結論、企業薬剤師に未経験で転職することは可能です。しかし難易度はとても高いです。

この記事では企業薬剤師の仕事内容や年収の実態、未経験で企業に転職するための秘訣まで詳細にご紹介していきます。企業薬剤師に興味をお持ちの方はぜひ最後までお読みください。

この記事に書いてあること

1.職種別|企業薬剤師の仕事内容と年収

ひとえに企業薬剤師といっても様々な種類が存在し、業務内容や年収も異なります。
まずは企業薬剤師の職種を一つずつご紹介していきます。

それぞれの仕事内容と年収をご紹介します。

管理薬剤師の仕事内容と年収

企業の管理薬剤師として働く場合、「製薬会社本社・倉庫・工場」の3つの職場があり、職場によって業務内容も変わってきます。

本社と倉庫で勤務する場合は「医薬品の在庫管理」が主な業務になります。

本社勤務の場合は在庫管理に加えて「医薬品情報の管理や収集・問い合わせ対応(DI業務)」や「MRへの医薬品情報の提供・MRの教育」なども行います。

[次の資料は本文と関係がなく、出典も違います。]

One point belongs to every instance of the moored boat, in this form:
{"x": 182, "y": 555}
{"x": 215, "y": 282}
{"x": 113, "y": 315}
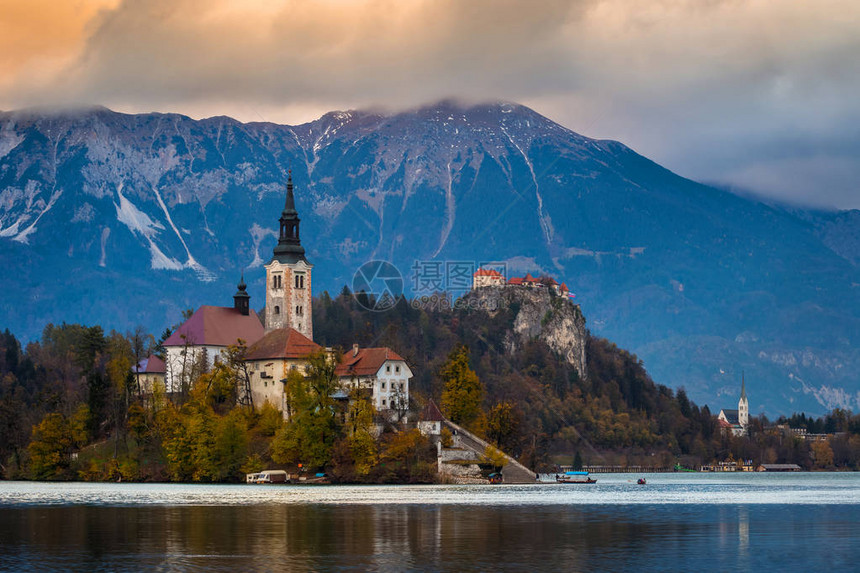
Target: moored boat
{"x": 574, "y": 477}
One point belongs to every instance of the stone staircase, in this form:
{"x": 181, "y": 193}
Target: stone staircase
{"x": 512, "y": 472}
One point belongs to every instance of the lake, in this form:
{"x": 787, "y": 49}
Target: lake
{"x": 677, "y": 522}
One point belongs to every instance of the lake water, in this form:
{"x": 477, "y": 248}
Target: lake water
{"x": 677, "y": 522}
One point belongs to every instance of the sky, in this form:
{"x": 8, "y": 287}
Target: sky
{"x": 762, "y": 96}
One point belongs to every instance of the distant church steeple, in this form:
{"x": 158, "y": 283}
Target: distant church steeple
{"x": 288, "y": 275}
{"x": 242, "y": 300}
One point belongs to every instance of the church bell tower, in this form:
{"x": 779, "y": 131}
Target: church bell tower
{"x": 288, "y": 275}
{"x": 743, "y": 405}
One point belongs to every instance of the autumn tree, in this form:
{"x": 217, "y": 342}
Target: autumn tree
{"x": 463, "y": 391}
{"x": 50, "y": 448}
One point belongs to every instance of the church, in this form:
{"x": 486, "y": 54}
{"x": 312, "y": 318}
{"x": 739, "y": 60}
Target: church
{"x": 280, "y": 340}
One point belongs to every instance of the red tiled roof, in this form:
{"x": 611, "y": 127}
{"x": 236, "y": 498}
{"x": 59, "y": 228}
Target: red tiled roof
{"x": 282, "y": 343}
{"x": 367, "y": 362}
{"x": 487, "y": 273}
{"x": 217, "y": 326}
{"x": 151, "y": 365}
{"x": 431, "y": 413}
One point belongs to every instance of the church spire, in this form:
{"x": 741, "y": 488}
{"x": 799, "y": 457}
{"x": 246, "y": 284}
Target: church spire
{"x": 242, "y": 300}
{"x": 289, "y": 248}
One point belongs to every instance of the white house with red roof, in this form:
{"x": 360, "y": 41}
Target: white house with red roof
{"x": 284, "y": 342}
{"x": 380, "y": 370}
{"x": 149, "y": 373}
{"x": 271, "y": 359}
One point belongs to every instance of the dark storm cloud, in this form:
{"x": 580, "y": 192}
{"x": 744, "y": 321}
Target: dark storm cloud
{"x": 761, "y": 94}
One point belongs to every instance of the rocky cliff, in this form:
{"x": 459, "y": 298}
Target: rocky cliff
{"x": 539, "y": 314}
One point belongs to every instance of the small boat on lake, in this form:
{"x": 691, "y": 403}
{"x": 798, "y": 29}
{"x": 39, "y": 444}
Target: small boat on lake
{"x": 574, "y": 477}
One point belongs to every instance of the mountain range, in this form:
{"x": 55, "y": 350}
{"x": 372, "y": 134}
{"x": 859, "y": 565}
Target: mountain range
{"x": 120, "y": 220}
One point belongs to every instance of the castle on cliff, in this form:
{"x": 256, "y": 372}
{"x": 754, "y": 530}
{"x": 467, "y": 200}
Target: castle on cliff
{"x": 277, "y": 342}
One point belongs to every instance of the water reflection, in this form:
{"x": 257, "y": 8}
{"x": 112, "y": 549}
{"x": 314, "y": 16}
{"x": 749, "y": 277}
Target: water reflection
{"x": 309, "y": 537}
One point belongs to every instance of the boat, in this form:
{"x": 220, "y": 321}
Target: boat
{"x": 574, "y": 477}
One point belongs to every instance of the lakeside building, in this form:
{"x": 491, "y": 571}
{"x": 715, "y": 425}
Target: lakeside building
{"x": 487, "y": 277}
{"x": 282, "y": 339}
{"x": 148, "y": 373}
{"x": 271, "y": 359}
{"x": 736, "y": 421}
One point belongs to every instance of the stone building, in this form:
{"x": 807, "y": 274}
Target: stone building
{"x": 288, "y": 275}
{"x": 272, "y": 359}
{"x": 487, "y": 277}
{"x": 149, "y": 374}
{"x": 284, "y": 339}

工場勤務の場合は、医薬品の在庫管理ではなく品質管理や分析業務を主に行います。

工場や倉庫で働く場合、都心ではなく地方で働くことになるということを認識しておきましょう。

管理薬剤師の年収

年代 平均年収
20代 400万円〜450万円
30代 450万円〜550万円
40代 550万円〜600万円
50代 600万円〜700万円

転職アドバイス

企業の管理薬剤師は他の職種の中でも残業時間が短いことが多く、人気の高い職種です。

求人を探す場合はタイミングが重要になるので、転職エージェントに企業の管理薬剤師として働きたい旨を伝えておくと良いでしょう。

品質管理の仕事内容と年収

品質管理は、製造後や製造過程の医薬品がGMPの品質基準を守っているか管理をします。
※GMPの詳細についてはこちら
1週間の半分は検査や実験を行い、もう半分は検査結果を資料にまとめるなどの業務をを行うことが多いです。

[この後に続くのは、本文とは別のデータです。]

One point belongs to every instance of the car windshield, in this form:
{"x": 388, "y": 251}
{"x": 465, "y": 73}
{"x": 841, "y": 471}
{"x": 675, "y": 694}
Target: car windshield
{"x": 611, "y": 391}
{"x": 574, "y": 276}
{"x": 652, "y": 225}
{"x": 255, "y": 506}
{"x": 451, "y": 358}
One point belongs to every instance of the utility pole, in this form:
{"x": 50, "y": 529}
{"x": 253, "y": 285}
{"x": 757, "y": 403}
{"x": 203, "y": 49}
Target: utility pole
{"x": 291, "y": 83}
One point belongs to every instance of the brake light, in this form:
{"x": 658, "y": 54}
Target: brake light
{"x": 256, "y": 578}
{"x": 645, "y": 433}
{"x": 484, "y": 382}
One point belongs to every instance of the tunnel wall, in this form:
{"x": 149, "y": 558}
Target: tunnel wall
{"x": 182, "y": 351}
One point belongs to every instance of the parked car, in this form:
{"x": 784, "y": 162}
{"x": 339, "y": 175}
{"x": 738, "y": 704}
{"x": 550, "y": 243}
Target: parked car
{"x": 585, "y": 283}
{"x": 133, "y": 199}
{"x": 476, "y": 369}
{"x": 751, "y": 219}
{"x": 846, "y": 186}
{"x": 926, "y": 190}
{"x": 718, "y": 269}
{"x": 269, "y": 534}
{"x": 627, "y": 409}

企業によっては、製品改良のための施策を検討をしたり、学術に問合せがあった内容の確認業務なども行ったりもします。

入社して数年間は必要な資格取得で大変かもしれませんが、生産スケジュールなどはある程度の目安があるため、繁忙時期などに向けて事前に準備することができます。

品質管理の年収

年代 平均年収
20代 480万円〜500万円
30代 500万円〜580万円
40代 550万円〜700万円
50代 680万円〜750万円

転職アドバイス

品質管理の仕事はミスが許されないため、緻密な作業ができることが求められます。
また求人を募集している企業は、いずれ総括的な立場になってほしいという要望を持っている場合が多いので、一つのことに長く向き合える力があることも重要です。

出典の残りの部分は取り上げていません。